L'utilisation du mot "échec" tout au long du
rapport est en lui-même un échec de la commission. Le
nouveau mot hébreu inventé par les groupes protestataires –
quelque chose comme "nullocrates" – s'applique aussi aux
cinq membres de la commission.
EN QUOI les trois mousquetaires qui ont
dirigé la guerre ont-ils échoué, selon la commission ?
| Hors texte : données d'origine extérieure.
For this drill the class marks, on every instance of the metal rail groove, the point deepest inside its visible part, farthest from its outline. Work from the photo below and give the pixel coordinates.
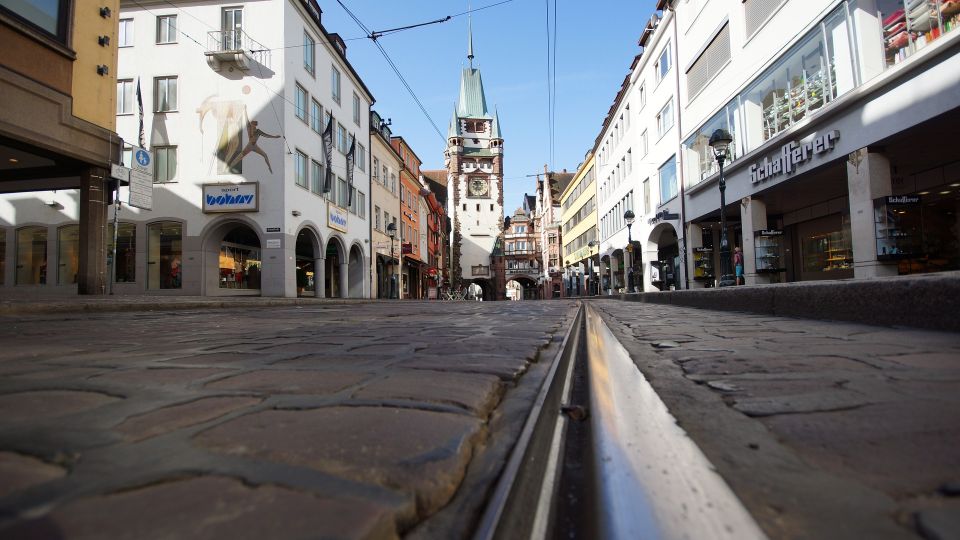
(522, 499)
(651, 480)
La décision de lancer la guerre a été prise
hâtivement. Les objectifs de la guerre annoncés par le
Premier ministre étaient irréalistes. Il n'y a eu aucun plan
militaire détaillé et finalisé. Il n'y a eu aucun état-major
opérationnel de constitué. Le gouvernement a adopté tel quel
le projet improvisé du chef d'état-major, sans proposer ni
demander d'alternatives. Le chef d'état-major a pensé qu'il
gagnerait en bombardant et en mitraillant uniquement. Aucune
attaque terrestre n'était planifiée. Les réservistes n'ont
pas été appelés à temps. La campagne terrestre a eu lieu
très tard. Au cours des années précédant la guerre, les
forces n'ont pas été correctement entraînées. De nombreux
équipements manquaient dans les magasins d'urgence. La
grosse attaque terrestre, qui a coûté la vie à tant de
soldats, n'a commencé qu'après l'adoption par les Nations
unies des conditions du cessez-le- feu.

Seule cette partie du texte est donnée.